Keine Panik Jungs...

 Kommen wir zu den angeführten „Problemen.“ Die über 50-jährigen Ausländer, die eine jüngere Khmer geheiratet haben, kommen seit Jahren für die tierärztliche Behandlung der riesigen Herde chronisch kranker Wasserbüffel im Land auf. Ebenso für Hausbau, Pickup-Trucks, LCD TV’s, Schuluniformen auch für den fünften Cousin, Schulgeld, Computer und nicht zuletzt Arztkosten für mindestens sechs Groβeltern. Bei den Kosten für eine traditionelle Hochzeitsfeier, bei der sich tagelang Nachbarn und Verwandte als Büffetfräsen betätigen und bis zu den Knien im Alkohol waten, lassen sich die älteren Herren auf Freiersfüβen auch nicht lumpen. Da flieβen für Fahrtkosten, Hochzeitsgewänder, Verpflegung und „Aufnahmegebühr“ in die neue Familie schon mal locker mindestens 20 Mio. Riel in die Dorfgemeinschaft. Durchschnittliches Jahreseinkommen 1,189,500 Riel (300US$)!
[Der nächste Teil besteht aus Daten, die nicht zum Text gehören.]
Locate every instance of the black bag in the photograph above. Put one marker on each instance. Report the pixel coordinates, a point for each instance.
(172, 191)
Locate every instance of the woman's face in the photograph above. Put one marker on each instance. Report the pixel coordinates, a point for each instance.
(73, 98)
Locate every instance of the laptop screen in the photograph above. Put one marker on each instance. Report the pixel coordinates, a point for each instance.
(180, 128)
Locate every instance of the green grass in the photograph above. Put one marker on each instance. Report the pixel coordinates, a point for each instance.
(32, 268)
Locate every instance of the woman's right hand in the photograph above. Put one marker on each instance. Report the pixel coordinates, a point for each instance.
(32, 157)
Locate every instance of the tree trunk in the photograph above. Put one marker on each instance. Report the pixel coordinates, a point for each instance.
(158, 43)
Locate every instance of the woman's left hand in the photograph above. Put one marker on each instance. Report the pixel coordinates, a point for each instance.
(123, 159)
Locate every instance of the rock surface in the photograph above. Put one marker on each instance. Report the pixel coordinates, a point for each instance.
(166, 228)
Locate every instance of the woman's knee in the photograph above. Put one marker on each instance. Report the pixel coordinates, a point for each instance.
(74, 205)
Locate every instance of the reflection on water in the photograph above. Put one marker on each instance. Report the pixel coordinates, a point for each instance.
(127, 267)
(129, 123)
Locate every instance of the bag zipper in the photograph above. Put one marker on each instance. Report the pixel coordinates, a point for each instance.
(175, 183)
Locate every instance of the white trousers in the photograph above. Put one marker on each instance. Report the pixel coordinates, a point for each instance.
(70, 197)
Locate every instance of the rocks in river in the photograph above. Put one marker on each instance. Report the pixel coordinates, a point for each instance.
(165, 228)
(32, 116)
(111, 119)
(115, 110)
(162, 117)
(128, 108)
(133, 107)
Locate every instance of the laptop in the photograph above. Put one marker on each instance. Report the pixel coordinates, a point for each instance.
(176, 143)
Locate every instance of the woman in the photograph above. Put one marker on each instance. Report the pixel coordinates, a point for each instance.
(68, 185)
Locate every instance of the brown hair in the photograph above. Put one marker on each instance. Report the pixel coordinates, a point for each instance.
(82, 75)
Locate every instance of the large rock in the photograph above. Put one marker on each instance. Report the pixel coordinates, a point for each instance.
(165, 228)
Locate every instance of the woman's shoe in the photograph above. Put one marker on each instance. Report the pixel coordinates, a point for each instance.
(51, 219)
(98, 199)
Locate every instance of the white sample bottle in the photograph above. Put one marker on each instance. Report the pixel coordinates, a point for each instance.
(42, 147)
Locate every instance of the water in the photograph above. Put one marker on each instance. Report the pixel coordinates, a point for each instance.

 Ausländer, die ungeachtet des Alters, weniger als 2,550 US$ im Monat verdienen (das entspricht dem 8,5-fachen Jahres-Durchschnittseinkommen im Land!), sind ebenfalls vom Heiratsverbot betroffen! Die Begründung von Koy Kuong, Sprecher des Auβenministeriums, lautet: „Wir verhindern damit getürkte Hochzeiten und Menschenhandel. Ausländer, die eine Khmer heiraten wollen müssen ein Gehalt beziehen, daβ den kambodschanischen Frauen einen anständigen Lebensstandard garantiert.“

...man kann auch in der Heimat viel Spass haben!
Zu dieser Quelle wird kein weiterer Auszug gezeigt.